Revision as of 09:10, 29 November 2012 by Andra (Talk | contribs)
Jump to: navigation, search

On sparql.wikipathways.org wikipathways content is replicated. Currently this SPARQL endpoint is being developed, with very irregular updates.

Contents

Resources

WikiPathways internal vocabularies

http://vocabularies.wikipathways.org

WikiPathways data as RDF

http://rdf.wikipathways.org

WikiPathways SPARQL endpoint

http://sparql.wikipathways.org

Other sparql endpoints

Prefixes

Below are example queries. For readability we have omitted the prefixes.

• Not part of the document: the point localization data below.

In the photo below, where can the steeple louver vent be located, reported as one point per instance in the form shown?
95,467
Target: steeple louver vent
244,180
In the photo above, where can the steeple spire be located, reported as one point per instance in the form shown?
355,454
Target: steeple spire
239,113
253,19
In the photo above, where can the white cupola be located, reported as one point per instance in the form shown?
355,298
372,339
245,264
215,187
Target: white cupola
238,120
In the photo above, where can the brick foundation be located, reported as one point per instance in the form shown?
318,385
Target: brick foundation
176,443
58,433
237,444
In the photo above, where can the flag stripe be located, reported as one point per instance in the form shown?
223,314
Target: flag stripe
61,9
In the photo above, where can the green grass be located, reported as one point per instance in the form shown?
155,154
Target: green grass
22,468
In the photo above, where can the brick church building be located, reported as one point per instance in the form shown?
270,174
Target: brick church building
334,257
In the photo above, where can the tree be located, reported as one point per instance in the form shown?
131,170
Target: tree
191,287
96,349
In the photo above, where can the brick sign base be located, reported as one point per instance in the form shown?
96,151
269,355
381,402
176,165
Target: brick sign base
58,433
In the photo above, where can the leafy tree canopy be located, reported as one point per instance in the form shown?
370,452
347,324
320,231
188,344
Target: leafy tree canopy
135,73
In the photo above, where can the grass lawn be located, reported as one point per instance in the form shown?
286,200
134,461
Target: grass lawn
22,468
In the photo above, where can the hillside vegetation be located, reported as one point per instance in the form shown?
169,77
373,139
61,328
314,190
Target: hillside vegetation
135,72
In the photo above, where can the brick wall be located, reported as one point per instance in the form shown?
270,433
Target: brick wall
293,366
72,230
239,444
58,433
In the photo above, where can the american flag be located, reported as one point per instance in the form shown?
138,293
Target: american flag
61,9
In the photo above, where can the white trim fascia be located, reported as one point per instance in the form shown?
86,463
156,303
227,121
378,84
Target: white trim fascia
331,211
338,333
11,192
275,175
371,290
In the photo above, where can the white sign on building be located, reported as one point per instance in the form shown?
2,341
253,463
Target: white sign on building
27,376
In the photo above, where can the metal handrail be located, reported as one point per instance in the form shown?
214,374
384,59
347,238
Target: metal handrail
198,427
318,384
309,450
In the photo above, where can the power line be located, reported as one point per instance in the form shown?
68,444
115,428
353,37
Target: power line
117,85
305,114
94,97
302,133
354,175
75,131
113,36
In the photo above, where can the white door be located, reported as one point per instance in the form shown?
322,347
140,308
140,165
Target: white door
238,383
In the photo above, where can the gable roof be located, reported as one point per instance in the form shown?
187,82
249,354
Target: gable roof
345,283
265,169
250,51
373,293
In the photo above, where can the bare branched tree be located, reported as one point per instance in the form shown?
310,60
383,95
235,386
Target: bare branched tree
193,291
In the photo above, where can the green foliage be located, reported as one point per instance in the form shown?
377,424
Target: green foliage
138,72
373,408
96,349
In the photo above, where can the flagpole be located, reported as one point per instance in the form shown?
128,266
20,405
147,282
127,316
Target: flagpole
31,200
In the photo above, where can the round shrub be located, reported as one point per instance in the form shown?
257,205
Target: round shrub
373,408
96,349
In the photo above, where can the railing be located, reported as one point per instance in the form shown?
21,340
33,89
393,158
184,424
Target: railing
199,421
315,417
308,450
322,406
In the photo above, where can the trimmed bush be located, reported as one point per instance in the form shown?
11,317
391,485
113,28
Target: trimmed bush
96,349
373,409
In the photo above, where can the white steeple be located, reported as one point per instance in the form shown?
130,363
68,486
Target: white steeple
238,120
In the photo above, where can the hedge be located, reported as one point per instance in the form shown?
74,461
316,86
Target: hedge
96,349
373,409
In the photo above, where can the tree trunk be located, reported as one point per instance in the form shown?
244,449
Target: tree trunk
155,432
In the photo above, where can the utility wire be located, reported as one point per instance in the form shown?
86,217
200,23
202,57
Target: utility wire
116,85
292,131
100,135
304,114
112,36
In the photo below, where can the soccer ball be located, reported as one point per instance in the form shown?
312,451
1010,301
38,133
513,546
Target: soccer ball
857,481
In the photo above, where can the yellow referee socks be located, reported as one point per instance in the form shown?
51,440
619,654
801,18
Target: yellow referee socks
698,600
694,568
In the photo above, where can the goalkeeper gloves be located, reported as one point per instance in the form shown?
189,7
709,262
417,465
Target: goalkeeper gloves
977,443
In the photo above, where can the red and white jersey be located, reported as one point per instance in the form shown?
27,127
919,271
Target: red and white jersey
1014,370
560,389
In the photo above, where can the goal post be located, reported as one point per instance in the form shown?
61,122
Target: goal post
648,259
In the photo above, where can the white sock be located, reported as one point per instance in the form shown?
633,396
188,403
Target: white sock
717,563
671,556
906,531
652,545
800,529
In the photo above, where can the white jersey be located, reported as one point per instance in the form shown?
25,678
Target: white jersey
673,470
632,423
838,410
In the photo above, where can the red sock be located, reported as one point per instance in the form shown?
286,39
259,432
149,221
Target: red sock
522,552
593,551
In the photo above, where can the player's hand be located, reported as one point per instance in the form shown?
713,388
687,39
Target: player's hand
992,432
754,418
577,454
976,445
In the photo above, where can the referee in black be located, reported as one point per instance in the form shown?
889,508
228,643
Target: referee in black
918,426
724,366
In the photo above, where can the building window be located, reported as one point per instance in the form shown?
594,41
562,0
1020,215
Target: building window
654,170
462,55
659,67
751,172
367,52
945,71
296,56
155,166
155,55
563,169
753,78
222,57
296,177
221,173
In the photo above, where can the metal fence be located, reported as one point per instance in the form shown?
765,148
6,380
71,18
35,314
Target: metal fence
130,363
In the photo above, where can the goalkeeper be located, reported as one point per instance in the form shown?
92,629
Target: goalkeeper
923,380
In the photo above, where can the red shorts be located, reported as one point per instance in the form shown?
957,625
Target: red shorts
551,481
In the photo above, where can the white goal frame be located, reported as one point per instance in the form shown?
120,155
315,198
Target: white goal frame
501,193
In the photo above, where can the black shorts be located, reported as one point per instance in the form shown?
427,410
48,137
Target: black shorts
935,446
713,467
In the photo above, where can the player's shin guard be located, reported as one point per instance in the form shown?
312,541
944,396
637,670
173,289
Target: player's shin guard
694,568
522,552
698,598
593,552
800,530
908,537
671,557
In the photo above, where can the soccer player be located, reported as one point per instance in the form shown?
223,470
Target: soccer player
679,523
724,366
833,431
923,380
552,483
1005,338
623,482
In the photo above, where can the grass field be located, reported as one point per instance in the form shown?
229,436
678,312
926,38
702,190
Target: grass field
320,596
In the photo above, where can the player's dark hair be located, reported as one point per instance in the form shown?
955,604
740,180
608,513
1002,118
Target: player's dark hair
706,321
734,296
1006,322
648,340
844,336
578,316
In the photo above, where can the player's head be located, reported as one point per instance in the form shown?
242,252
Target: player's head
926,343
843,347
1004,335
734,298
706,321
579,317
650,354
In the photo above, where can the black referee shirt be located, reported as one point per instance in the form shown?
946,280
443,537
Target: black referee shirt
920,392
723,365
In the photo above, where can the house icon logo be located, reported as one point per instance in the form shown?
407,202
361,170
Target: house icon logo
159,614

We use the following prefixes: (Not complete yet)

PREFIX rdf: <http://www.w3.org/1999/02/22-rdf-syntax-ns#>
PREFIX rdfs: <http://www.w3.org/2000/01/rdf-schema#>
PREFIX dc: <http://purl.org/dc/elements/1.1/>
PREFIX foaf: <http://xmlns.com/foaf/0.1/>
PREFIX schema: <http://schema.org/>
PREFIX wprdf:   <http://rdf.wikipathways.org/>
PREFIX wp:     <http://vocabularies.wikipathways.org/wp#>
PREFIX dcterms:   <http://purl.org/dc/terms/>
PREFIX biopax:    <http://www.biopax.org/release/biopax-level3.owl#>
PREFIX  xsd:     <http://www.w3.org/2001/XMLSchema#>
PREFIX gpml: <http://vocabularies.wikipathways.org/gpml#>
PREFIX skos: <http://www.w3.org/2004/02/skos/core#>

Example queries

Queries with a * requires a bit more time for results.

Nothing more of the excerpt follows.